Israeli diplomat met Sudan officials, offered aid in push to renew ties: report
Amit Shabi/Ynet; AFP
A senior Israeli diplomat is reported to have met Sudanese officials in a secret meeting in Istanbul last year, discussing possible Israeli aid to the northeast African country in exchange for the renewal of ties or establishment of full diplomatic relations between the two countries.
Israel’s Channel 10 news reported Tuesday that the clandestine meeting was led by a special envoy from the Foreign Ministry who met with a team of senior representatives from Sudan, including its former intelligence chief Mohamed Atta.
The channel quoted a source familiar with the meeting as saying that the delegations discussed “the warming of relations between the countries and possible Israeli aid to Sudan in the fields of medicine, agriculture and the economy.”
Israeli Prime Minister and Foreign Minister Benjamin Netanyahu was aware of the meeting, which came as part of his concentrated efforts to forge stronger ties with Africa.
The report of diplomatic contacts between Israel and Sudan, which do not have any official bilateral relations, comes on the heels of a historic visit to the Jewish State by Chadian President Idriss Déby -- the first ever by a leader of the Muslim west Africa nation.
Netanyahu announced that he would “soon” make a reciprocal visit to Chad to formally re-establish diplomatic relations between the two countries nearly half a century after they were severed.
Déby told i24NEWS in an exclusive interview on Monday that the renewal of relations with Israel had been the explicit purpose of his visit, and affirmed that ties would be re-established “in the coming weeks”.
Israel and Chad have not had formal relations since the 1970's, when the Arab-Israeli conflict drove a wedge between Israel and African countries -- many of which were embroiled in liberation struggles of their own.
Déby’s visit, according to a report by Israel’s Channel 10 news on Sunday, was meant to lay the groundwork for establishing normalized relations with other Muslim-majority African nations including Sudan, Mali and Niger -- reportedly driven in part by Israel’s desire to slash air travel time to Latin America.
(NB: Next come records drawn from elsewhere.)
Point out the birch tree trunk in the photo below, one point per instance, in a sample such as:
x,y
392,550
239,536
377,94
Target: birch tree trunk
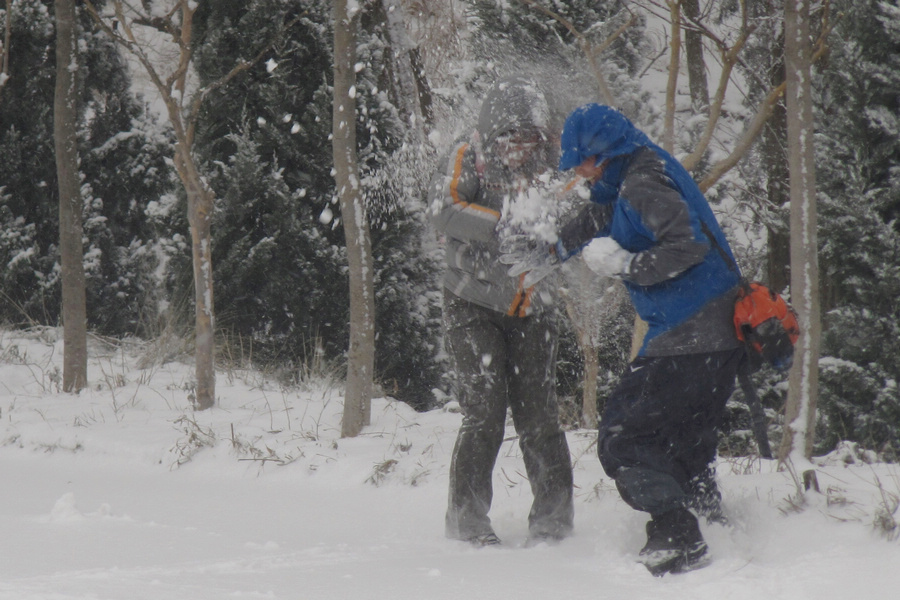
x,y
693,50
65,115
361,352
4,46
800,413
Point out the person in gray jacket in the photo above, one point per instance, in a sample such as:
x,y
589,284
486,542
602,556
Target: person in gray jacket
x,y
500,336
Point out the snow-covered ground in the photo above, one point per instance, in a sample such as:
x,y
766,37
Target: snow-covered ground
x,y
124,493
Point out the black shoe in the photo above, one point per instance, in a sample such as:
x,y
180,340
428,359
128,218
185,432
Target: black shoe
x,y
674,544
484,539
549,539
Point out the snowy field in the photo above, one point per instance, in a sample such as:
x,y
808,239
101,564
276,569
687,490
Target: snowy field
x,y
124,493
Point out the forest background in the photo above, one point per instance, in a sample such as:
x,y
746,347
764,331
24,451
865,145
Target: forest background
x,y
278,249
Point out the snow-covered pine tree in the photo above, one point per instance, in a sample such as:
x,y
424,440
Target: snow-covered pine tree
x,y
268,138
123,171
858,163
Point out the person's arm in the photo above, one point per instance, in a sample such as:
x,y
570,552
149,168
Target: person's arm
x,y
666,215
453,187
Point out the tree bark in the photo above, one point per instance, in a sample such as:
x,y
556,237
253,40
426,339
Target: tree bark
x,y
65,116
800,412
775,165
361,352
672,83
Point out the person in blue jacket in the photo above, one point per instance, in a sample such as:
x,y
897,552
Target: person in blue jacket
x,y
649,225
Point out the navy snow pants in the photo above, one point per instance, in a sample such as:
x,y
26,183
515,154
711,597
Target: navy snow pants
x,y
505,362
659,430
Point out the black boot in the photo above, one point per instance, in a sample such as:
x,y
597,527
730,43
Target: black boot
x,y
674,543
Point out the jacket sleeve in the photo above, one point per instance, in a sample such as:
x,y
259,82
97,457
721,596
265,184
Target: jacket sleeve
x,y
665,214
451,196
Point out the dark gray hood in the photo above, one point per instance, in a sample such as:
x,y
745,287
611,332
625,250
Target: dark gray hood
x,y
514,103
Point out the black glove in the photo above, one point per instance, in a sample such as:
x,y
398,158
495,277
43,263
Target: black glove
x,y
525,255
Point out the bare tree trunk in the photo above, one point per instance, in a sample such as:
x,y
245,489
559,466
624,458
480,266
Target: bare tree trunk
x,y
693,50
672,84
800,413
65,115
361,353
200,206
775,165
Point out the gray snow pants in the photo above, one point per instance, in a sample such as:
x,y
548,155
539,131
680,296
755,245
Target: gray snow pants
x,y
502,361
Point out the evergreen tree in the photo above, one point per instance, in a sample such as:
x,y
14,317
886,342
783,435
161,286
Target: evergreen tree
x,y
268,137
858,104
122,154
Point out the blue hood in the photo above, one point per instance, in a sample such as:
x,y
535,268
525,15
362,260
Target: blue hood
x,y
598,130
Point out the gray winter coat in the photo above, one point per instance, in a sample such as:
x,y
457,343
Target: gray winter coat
x,y
467,195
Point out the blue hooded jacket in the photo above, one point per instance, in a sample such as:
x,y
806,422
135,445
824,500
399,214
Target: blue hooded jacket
x,y
682,278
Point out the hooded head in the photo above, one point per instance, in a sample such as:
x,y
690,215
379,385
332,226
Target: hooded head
x,y
597,130
513,105
512,129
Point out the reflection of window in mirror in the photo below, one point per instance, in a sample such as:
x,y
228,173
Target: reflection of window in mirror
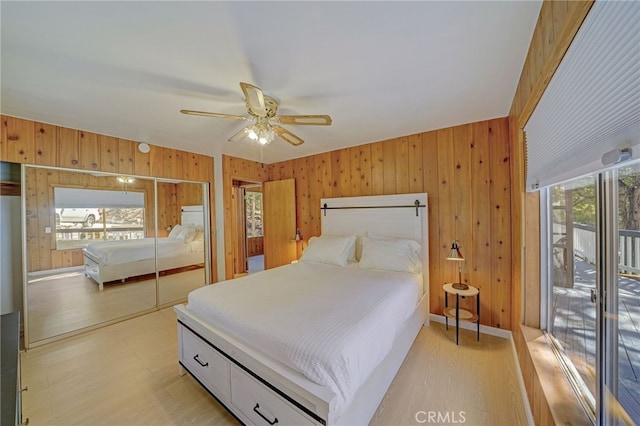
x,y
83,216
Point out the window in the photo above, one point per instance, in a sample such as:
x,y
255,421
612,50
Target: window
x,y
253,203
83,216
593,248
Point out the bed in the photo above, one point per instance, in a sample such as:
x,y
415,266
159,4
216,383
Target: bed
x,y
117,260
318,341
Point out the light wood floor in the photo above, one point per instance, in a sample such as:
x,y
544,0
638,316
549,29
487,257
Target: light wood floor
x,y
127,374
63,302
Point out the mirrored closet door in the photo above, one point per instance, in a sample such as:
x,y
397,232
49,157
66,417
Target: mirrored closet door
x,y
96,250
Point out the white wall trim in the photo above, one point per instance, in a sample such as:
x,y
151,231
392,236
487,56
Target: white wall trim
x,y
523,389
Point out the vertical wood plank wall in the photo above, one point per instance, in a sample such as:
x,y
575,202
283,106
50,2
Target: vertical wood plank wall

On Monday, the leader of Sudan's ruling National Congress Party Abdel-Sakhi Abbas that denied his country would follow Chad and normalize ties with Israel saying Sudan's position "is fundamentally linked to the Palestinian cause.”
"When Israel ceases its hostile practices toward Palestine, Sudan can establish a relationship with it," Abbas was quoted by Turkey's Anadolu news agency.
Israel and Sudan have never had any official diplomatic relations, and Israel has long been wary of the predominantly Sunni Muslim nation’s ties to Iran -- the Middle East's Shia powerhouse.
Sudan has in the past assisted Israel's enemies, having for years hosted a Hamas command center and a factory for long-range rockets for Palestinian militants, serving as a base for smuggling weapons into Gaza.
But in early 2017, Sudan -- long one of Iran’s few Sunni Arab allies -- severed ties with Tehran following its execution of a prominent Saudi Shia cleric. The move was reportedly welcomed by Israel at the time as "in coherence with Israeli interests".
The 26-year-rule of Sudan's president Omar al-Bashir has seen the country slapped with sanctions over rights abuses and its support for Islamic extremists. It is listed by the US government as a state-sponsor of terrorism.
Bashir himself is wanted on war crimes charges related to the insurgency and genocide in the western region of Darfur.
In addition to seeking stronger ties in Africa, Netanyahu has led an unprecedented diplomatic push into the Gulf seeking more open ties with the Arab world.
Israel is said to be actively working towards the establishment of diplomatic relations with Bahrain, following a momentous visit by Netanyahu to Oman in October.